Pada 1850 bangunan ini pun silih berganti kepemilikan, hingga akhirnya difungsikan sebagai toko oleh seorang pengusaha Tionghoa yang bernama Oey Liauw Kong.

Bangunan ini juga kerap berganti fungsinya, seperti pada 1925 dijadikan sebagai bank dan pada masa pendudukan Jepang dijadikan sebagai Dinas Kesehatan.

Taman Fatahillah

Lokasi terakhir ini tentu familiar di mata wisatawan lokal dan mancanegara yang berkunjung ke Jakarta, yaitu Taman Fatahillah.

Memasuki kawasan taman, kamu akan disambut deretan manusia patung dan pembaca garis tangan.

Makin sore, orang-orang kian ramai. Ada yang duduk santai di tepi tangga Museum Sejarah Jakarta, ada pula yang sibuk berswafoto ria dengan topi pantai dan sepeda onthel yang ikonik.

Taman Fatahillah, Kota Tua Jakarta Utara
Taman Fatahillah, Kota Tua Jakarta Utara

Dahulu tempat ini dikenal sebagai Standhuisplien atau Taman Balaikota karena di selatan alun-alun ini terdapat Balaikota yang dibangun pada tahun 1710. Bangunan itulah yang kini difungsikan sebagai Museum Sejarah Jakarta.

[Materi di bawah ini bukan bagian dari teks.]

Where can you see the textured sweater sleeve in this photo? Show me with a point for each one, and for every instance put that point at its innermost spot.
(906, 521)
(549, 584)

Di tengah Taman Fatahillah terdapat sebuah air mancur yang menyediakan pasokan air bersih sekitar abad 18.

Selanjutnya di sebelah timur Taman Fatahillah ada sederet gedung tua, yang mana salah satunya ialah gedung milik perusahaan “Geo Wehry & Co” yang dibangun pada tahun 1912.

Sejak tahun 1939, gedung tersebut digunakan sebagai Museum Oude Batavia, dan pada tahun 1975 hingga saat ini dijadikan sebagai Museum Wayang.